Set 25th, 2021 | Di Redazione | Categoria: CATEGORIA B, Marketing


Stanno prendendo sempre più piede i concorsi a premi che non necessitano di certificare la pratica presso il Ministero dello Sviluppo Economico. ( nella foto esterna un concorso di Rete4 )

Molti sono infatti i settori che nello spirito di sensibilizzare le scuole, gli studenti ed i loro insegnanti, ad un comportamento etico, avviano concorsi a premi sotto varie forme, in previsione di esclusione così come previsto all’articolo 6 del DPR 430/21 .

Ma non solo i concorsi diretti agli Istituti scolastici sono esenti dalla normativa che disciplina le manifestazioni a premi ma anche quelli il cui premio viene assegnato all’autore dell’opera prescelta quale carattere di corrispettivo di prestazione d’opera o rappresenta il riconoscimento del merito personale o un titolo di incoraggiamento nell’interesse della collettività.

Faccio un esempio, nel caso in cui per partecipare al concorso occorra presentare un progetto che verrà poi sottoposto al vaglio di una giuria, il cui premio consiste nella realizzazione del progetto vincente, l’iniziativa è da considerarsi LIBERA.

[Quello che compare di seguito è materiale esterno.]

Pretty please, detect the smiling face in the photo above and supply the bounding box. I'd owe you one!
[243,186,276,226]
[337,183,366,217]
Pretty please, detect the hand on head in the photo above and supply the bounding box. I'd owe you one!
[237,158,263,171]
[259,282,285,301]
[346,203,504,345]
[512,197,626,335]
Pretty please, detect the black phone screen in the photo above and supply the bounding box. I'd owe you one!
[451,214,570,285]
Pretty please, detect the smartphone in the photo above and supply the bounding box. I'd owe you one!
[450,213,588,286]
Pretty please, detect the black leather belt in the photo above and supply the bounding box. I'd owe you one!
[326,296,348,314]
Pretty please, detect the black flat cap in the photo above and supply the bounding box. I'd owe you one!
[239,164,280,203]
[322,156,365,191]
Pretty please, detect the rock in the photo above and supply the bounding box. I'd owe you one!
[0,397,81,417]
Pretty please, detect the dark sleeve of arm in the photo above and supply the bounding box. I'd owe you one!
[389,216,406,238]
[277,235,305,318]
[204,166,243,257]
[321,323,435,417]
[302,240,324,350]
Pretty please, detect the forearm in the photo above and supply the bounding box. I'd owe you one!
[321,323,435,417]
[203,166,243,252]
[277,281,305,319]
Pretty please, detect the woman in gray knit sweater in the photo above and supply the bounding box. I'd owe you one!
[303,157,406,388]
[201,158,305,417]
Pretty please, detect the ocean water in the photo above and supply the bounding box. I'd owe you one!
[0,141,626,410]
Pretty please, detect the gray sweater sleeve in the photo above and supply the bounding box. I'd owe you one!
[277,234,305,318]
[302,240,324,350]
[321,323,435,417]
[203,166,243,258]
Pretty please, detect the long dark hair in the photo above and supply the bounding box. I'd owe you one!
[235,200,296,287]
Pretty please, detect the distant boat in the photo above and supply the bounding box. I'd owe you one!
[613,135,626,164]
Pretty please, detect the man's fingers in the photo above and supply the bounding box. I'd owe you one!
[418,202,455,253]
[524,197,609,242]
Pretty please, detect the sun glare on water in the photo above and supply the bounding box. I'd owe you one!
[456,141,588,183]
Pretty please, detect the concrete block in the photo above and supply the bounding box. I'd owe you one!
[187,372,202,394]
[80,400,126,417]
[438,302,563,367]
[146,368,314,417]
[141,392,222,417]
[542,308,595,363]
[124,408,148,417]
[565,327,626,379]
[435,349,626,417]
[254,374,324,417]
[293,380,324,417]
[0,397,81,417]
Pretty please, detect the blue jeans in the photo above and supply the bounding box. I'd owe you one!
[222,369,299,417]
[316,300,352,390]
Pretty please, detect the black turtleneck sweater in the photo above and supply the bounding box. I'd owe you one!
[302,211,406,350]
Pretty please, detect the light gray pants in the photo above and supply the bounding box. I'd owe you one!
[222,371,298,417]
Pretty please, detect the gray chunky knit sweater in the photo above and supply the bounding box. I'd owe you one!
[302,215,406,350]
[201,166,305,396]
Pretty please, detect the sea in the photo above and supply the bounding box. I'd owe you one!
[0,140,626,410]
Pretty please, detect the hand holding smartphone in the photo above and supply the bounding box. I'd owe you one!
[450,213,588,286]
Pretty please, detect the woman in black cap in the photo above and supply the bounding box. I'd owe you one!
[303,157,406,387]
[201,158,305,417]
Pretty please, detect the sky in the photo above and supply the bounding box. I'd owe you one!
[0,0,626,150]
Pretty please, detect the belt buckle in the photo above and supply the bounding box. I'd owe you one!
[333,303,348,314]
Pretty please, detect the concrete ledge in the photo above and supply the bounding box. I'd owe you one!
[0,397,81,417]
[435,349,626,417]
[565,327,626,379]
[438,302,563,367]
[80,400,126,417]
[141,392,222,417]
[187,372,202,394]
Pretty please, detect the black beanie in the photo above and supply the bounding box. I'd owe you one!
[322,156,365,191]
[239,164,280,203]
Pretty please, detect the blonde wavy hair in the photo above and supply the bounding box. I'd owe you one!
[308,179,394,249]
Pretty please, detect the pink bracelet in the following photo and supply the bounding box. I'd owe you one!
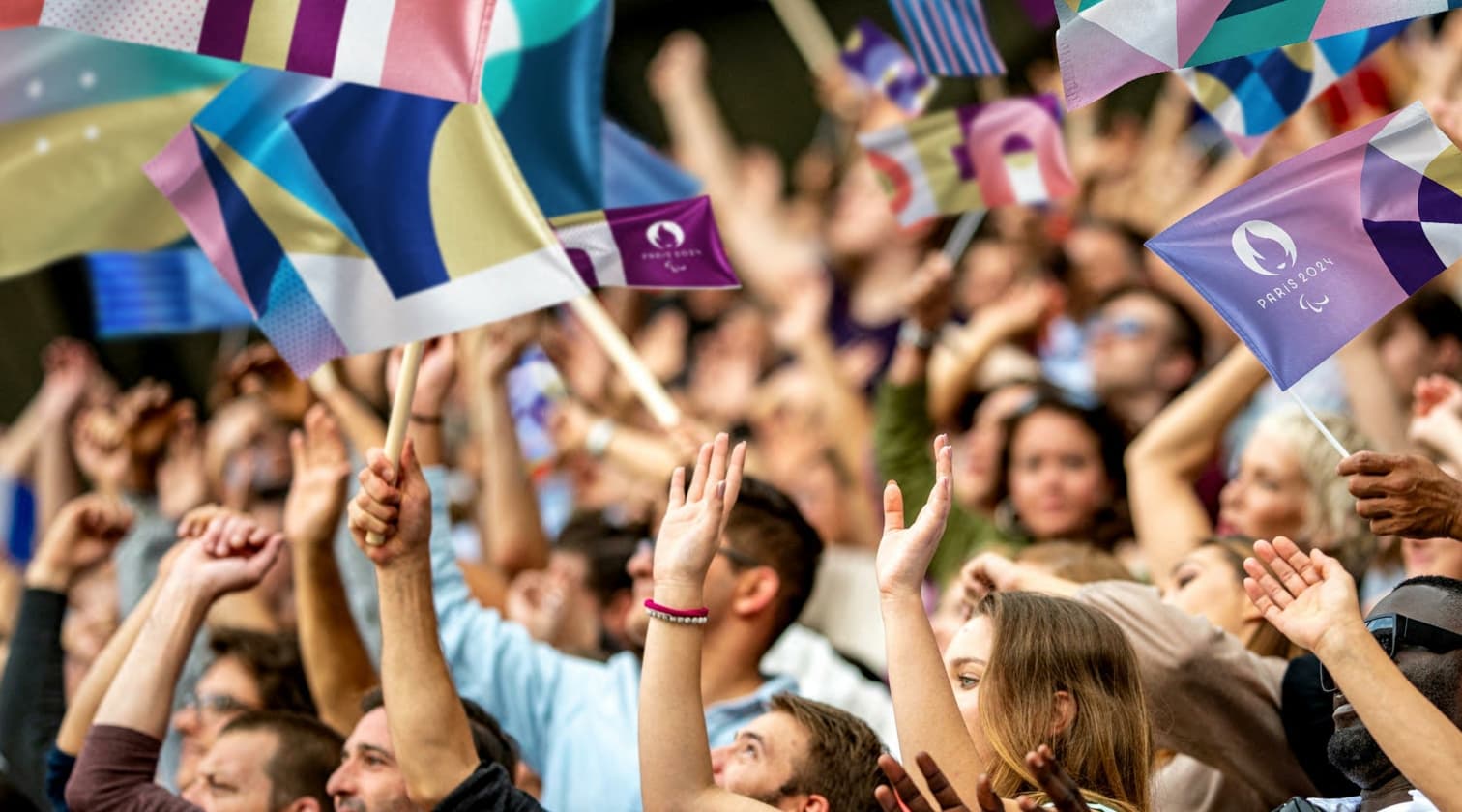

Libera però non vuol dire…”liberi tutti”…, libera vuol dire non dover richiedere la presenza del funzionario verificatore, vuol dire non dover pagare la “Tassa”, ma, attenzione, il promotore deve comunque versare la ritenuta di riferimento.

Se trattasi di una emittente televisiva o radiofonica, in caso di giochi “liberi” deve essere versata una ritenuta del 20%, in tutti gli altri casi, le aziende devono versare una ritenuta del 25%.

Ci sono alcuni fiscalisti delle aziende promotrici che, invece di far versare la suddetta ritenuta non deducibile dai redditi, portano nella contabilità aziendale il costo pagato per l’acquisto dei premi ad “omaggi e regalie” ma, attenzione, la deducibilità è limitata ai premi di valore unitario inferiore ai 50 euro.

Quindi se le radio o le TV avviano un concorso il cui premio consiste nella realizzazione dell’opera o trattasi di “gioco di intrattenimento” non sponsorizzato, la ritenuta (IRPEF) da versare sarà pari al 20%.

Le aziende invece che avviano un concorso il cui premi è destinato alle scuole, oppure il cui premio è un compenso della prestazione d’opera, o la realizzazione del progetto presentato, la ritenuta, salvo diverse indicazioni del commercialista dell’azienda promotrice, deve essere pari al 25% del valore del premio.

Va compreso infine se sia dovuta la ritenuta nei casi di bandi la cui finalità di partecipazione prevede la realizzazione di un progetto nell’interesse della collettività. Si rimanda anche in questo caso la decisione al commercialista dell’azienda promotrice.

Analizzando il numero di concorsi avviati negli ultimi 6 mesi del 2020, va rilevato che il 40% dei concorsi sono stati avviati con finalità sociale. Che sia questo un buon segno e non un escamotage per pagare meno tributi alla Stato.